Beste lehnt Diskussionen über einen Neubau grundsätzlich ab. „Der kostet 150 bis 170 Mio. Euro, und das Land gibt für so etwas keinen Zuschuss mehr.“ Vor zehn Jahren sei das möglicherweise noch eine Option gewesen, heute nicht mehr.

 

Naturschützer bestürzt über Rodung am Klinikum (NW Gütersloh, 19.12.2011)

Rechtliche Schritte vorbehalten / Krankenhaus mangelnde Beteiligung vorgeworfen / Hinweise auf geschützte Fledermausarten 

Gütersloh (ost). Der Bund für Umwelt- und Naturschutz i (BUND) hat sich bestürzt über die Arbeiten am Stadtischen Klinikum geäußert. „Als formal beteiligte Institution des ehrenamtlich getragenen Naturschutzes fühlen auch wir uns völlig überrollt“, sagte der Gütersloher BUND-Vorsitzende Achim Hertzke gestern. „Wir fordern den sofortigen Stopp allerArbeiten, um die demokratisch und rechtsstaatlich gebotenen Beteiligungsvorarbeiten leisten zu können und weiteren, nicht absehbaren Schaden für geschützte Tierarten zu vermeiden.“ Der Verband behalte sich rechtliche Schritte gegen die verantwortlichen Institutionen vor.

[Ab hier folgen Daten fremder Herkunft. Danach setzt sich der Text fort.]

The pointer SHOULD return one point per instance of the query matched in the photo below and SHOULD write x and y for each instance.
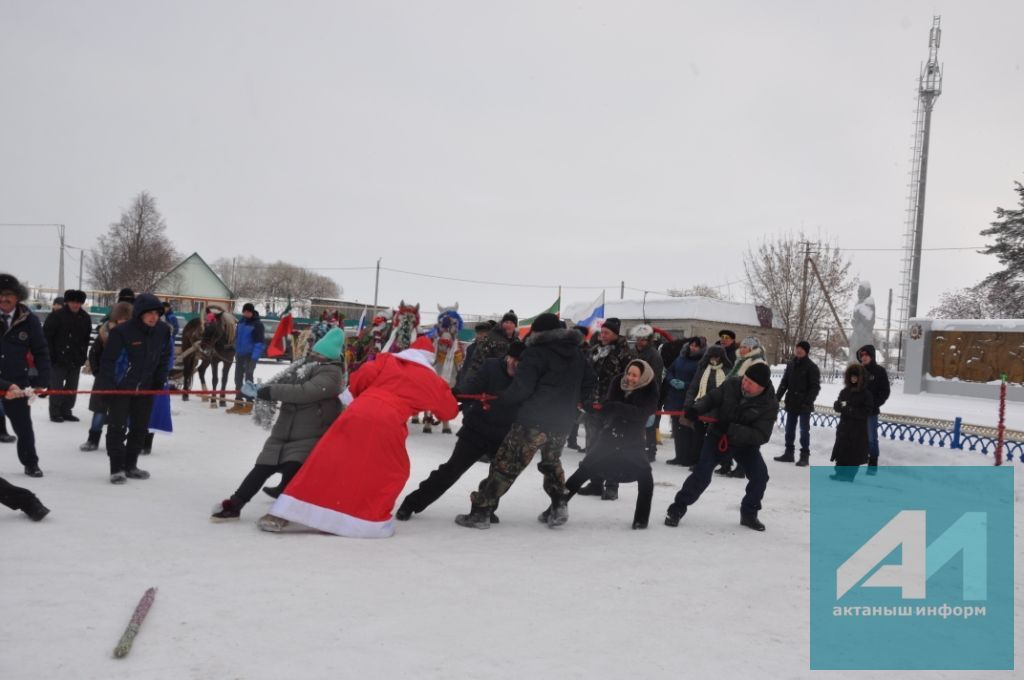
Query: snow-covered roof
(695, 307)
(986, 325)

Die Erklärungen der Klinikleiterin Maud Beste (NW von Samstag) seien keinesfalls überzeugend. Hertzke äußerte den Verdacht, es würden vollendete Tatsachen geschaffen, „die eine umfassende demokratische und fachliche Beschäftigung mit dieser Baumaßnahme überflüssig machen“. Zusätzlich zum Baustopp forderte der BUND, einen runden Tisch einzuberufen. Für das Beteiligungsverfahren, dessen Terminierung in der Weihnachts- und Jahresabschlusszeit unglücklich zu nennen sei, sei die Frist zu verlängern. 

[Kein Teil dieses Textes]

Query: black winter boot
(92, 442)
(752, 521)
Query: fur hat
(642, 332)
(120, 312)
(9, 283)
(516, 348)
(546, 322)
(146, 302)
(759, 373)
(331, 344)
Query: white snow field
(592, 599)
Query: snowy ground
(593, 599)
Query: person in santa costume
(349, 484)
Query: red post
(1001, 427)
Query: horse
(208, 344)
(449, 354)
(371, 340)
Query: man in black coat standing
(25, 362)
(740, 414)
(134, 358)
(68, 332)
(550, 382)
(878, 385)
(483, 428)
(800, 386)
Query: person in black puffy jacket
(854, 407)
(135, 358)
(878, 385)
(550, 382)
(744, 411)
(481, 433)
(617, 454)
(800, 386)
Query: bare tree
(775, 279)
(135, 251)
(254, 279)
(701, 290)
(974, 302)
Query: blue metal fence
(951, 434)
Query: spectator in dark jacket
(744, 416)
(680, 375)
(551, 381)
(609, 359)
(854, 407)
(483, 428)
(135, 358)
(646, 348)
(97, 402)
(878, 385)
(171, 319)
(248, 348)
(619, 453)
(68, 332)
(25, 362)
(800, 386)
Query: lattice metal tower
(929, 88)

Hertzke sagte, das Vorgehen der Klinik werfe Fragen auf. „Wer hat die Fällung von Bäumen, Grünrodungen und Erdarbeiten zur angeblichen Vorbereitung von Abwasserkanalarbeiten zum jetzigen Zeitpunkt veranlasst? Sind Bäume, die der Baumschutzsatzung unterliegen, gefüllt worden? Hat die zuständige Stelle eine Ausnahmegenehmigung erteilt, wenn ja, mit welcher Begründung? Die gefällten Bäume sind samt Wurzeln entfernt und überwiegend sofort abtransportiert worden. Sollten hier Spuren beseitigt werden?“ Hertzke verwies darauf, dass ein rechtskräftiger Bebauungsplan noch nicht existiere.

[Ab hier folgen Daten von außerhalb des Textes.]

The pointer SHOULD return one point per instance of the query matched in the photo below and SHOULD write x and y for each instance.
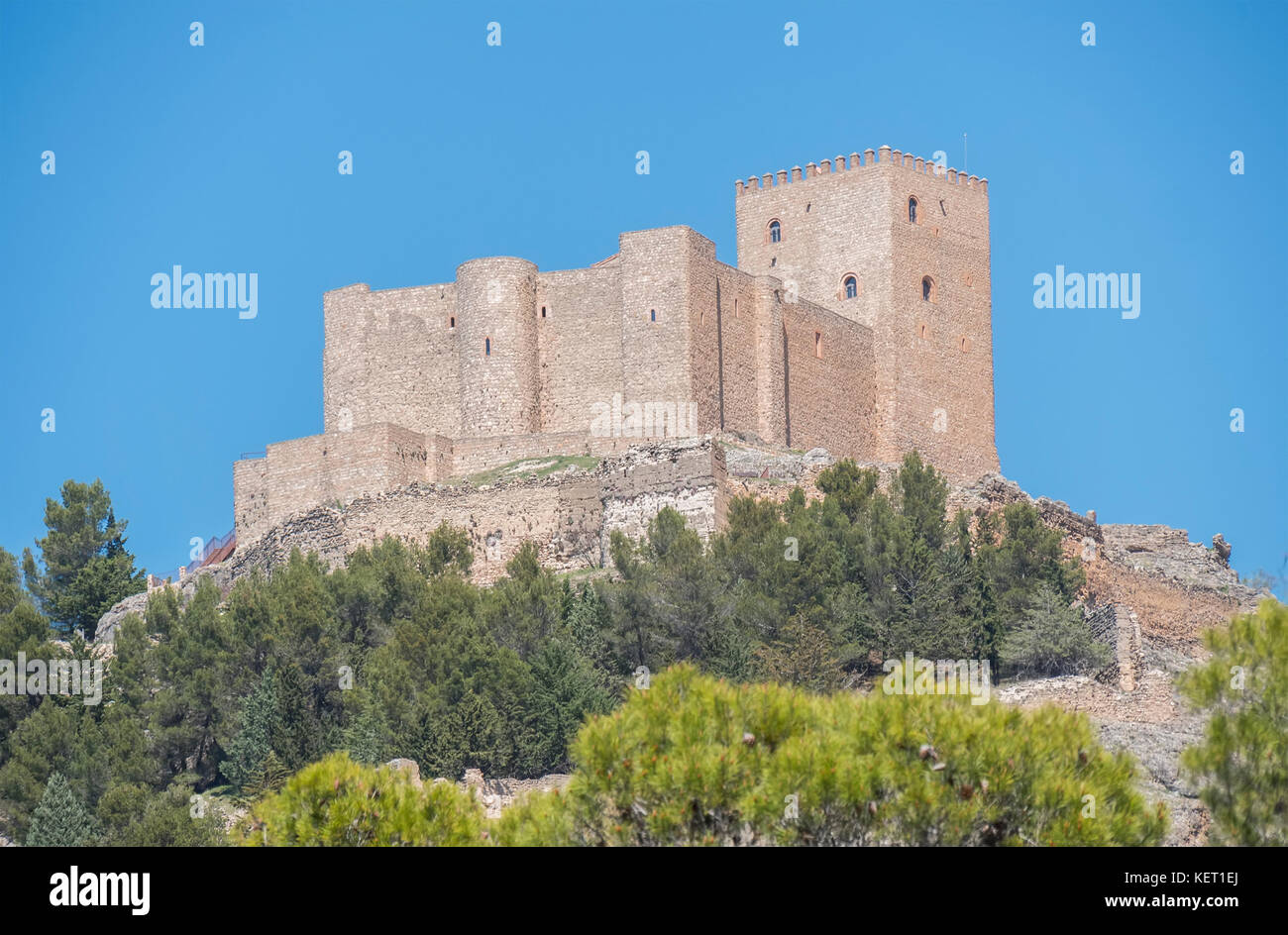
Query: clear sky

Er kritisierte ferner, dass der BUND die Unterlagen zur Verbandsbeteiligung erst am 17. Dezember erhalten habe — vier Tage nach Beginn der Beteiligungsfrist. Zudem habe der Gutachter, der eine artenschutzrechtliche Prüfung für das Gebiet vorgenommen hat, den Hinweise auf Fledermausvorkommen gegeben; als günstigen Zeitraum für den Eingriff habe er September, Oktober genannt - nicht aber Dezember.  

 

"Bauarbeiten am Klinikum genehmig“ (NW Gütersloh, 20.12.2011)

Gütersloh (gpr). Die vorbereitenden Arbeiten für ein zweites Ärztehaus und ein Parkhaus auf dem Gelände des Städtischen Klinikums stehen nicht im Widerspruch zum jetzt eingeleiteten Bebauungsplanverfahren. Das hat gestern das Klinikum mitgeteilt.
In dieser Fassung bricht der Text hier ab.